En Occidente hemos desarrollado una extraña visión de la experiencia religiosa: creemos que es lo que nos excede cuando sucede algo por fuera de la vida cotidiana, como cuando subimos a una montaña y miramos abajo o nos salvamos de milagro de un desastre. En esos momentos nos encontramos como parte de una vasta y exultante multitud. Así definió el teólogo luterano alemán Rudolf Otto (1869-1937) a “lo sagrado”: como un misterio (mysterium) tanto aterrador (tremendum) como fascinante (fascinans). Básicamente, estamos impresionados por la presencia de algo enorme. Todos hemos tenido ese tipo de experiencia.

Pero eso todo lo que son: experiencias. Residen en algún lugar de nuestra memoria, pero no son parte de la vida cotidiana. No están tejidas en la textura de nuestro carácter.

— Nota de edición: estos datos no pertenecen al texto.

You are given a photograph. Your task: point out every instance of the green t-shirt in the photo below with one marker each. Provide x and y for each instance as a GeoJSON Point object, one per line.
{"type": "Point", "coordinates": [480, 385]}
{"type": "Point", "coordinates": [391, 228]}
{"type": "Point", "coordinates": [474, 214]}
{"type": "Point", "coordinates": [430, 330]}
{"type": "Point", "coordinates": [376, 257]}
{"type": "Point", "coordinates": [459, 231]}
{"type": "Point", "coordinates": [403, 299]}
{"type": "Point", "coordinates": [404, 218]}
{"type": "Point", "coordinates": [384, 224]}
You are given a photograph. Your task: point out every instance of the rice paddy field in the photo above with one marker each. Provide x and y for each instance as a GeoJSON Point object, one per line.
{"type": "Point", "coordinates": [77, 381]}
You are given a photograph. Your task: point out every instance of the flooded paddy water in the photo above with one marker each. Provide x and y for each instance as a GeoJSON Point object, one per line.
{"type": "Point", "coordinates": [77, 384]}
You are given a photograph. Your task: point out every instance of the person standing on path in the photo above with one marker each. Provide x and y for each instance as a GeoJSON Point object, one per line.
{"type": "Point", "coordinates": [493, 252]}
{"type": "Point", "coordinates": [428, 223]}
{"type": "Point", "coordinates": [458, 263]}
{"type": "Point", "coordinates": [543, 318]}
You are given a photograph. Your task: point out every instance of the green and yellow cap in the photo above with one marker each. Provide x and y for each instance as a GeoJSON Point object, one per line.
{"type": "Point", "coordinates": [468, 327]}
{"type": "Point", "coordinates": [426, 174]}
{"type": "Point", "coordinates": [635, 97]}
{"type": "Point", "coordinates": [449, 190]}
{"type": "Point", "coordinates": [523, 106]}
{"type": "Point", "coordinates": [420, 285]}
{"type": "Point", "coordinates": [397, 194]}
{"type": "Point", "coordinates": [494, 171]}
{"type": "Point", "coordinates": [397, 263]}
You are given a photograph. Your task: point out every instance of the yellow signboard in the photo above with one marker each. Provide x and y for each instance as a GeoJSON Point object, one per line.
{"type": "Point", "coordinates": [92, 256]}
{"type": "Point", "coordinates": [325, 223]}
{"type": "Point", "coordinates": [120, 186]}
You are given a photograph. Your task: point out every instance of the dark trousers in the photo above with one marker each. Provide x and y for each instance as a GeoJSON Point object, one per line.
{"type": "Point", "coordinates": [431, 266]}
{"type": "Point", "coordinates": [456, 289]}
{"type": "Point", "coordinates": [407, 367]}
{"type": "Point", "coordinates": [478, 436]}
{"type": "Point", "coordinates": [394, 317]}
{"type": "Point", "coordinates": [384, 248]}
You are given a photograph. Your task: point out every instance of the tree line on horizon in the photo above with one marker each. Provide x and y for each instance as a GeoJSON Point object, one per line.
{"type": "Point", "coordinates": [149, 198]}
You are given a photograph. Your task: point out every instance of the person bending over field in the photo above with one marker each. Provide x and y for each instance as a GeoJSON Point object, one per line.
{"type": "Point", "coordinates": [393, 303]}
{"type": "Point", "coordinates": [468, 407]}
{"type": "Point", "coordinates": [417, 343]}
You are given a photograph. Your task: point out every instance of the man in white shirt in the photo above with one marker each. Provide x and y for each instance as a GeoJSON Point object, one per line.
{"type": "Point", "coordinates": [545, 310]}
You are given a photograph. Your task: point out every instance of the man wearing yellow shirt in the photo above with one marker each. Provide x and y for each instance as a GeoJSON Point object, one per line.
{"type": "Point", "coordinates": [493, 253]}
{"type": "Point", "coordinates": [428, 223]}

No afectan lo que hacemos, lo que logramos o en lo que nos convertimos.

El judaísmo se trata de cambiarnos para que nos podamos convertirnos en artistas cuya máxima creación sea nuestra propia vida,5 y para ello necesitamos de rutinas diarias: shajarit, minjá, maariv, la comida que comemos, la manera en la que nos comportamos en el trabajo o en nuestras casas, la coreografía de la santidad, a la que contribuye especialmente la dimensión sacerdotal del judaísmo, establecida en la parashá de esta semana y a lo largo de todo el libro de Vaikrá.

Estas rutinas tienen un efecto visible. Gracias a escaneos PET y resonancias magnéticas, sabemos que la repetición de los ejercicios espirituales reconfigura el cerebro, nos da resiliencia, nos hace más agradecidos y nos da una sensación de confianza básica en la fuente de nuestro ser. Nos moldea la identidad, la forma en la que actuamos, hablamos y pensamos. El ritual es a la grandeza espiritual lo que la práctica es al jugador de tenis y la disciplina de escritura a un novelista. Es la precondición para un gran logro.

Servir a Di-s es una avodá, un trabajo arduo. Si buscamos inspiración repentina, entonces debemos trabajar en ello todos los días durante un año o durante el resto de nuestras vidas. Así es como aparece. Cuando se le pregunta a un golfista el secreto de su éxito, suele responder: “Tuve suerte. Pero lo más gracioso es que cuanto más practico, más suerte tengo”. Así, cuanto más buscamos las alturas espirituales, más necesitamos de la rutina y el ritual de la halajá, el “camino” judío hacia Di-s.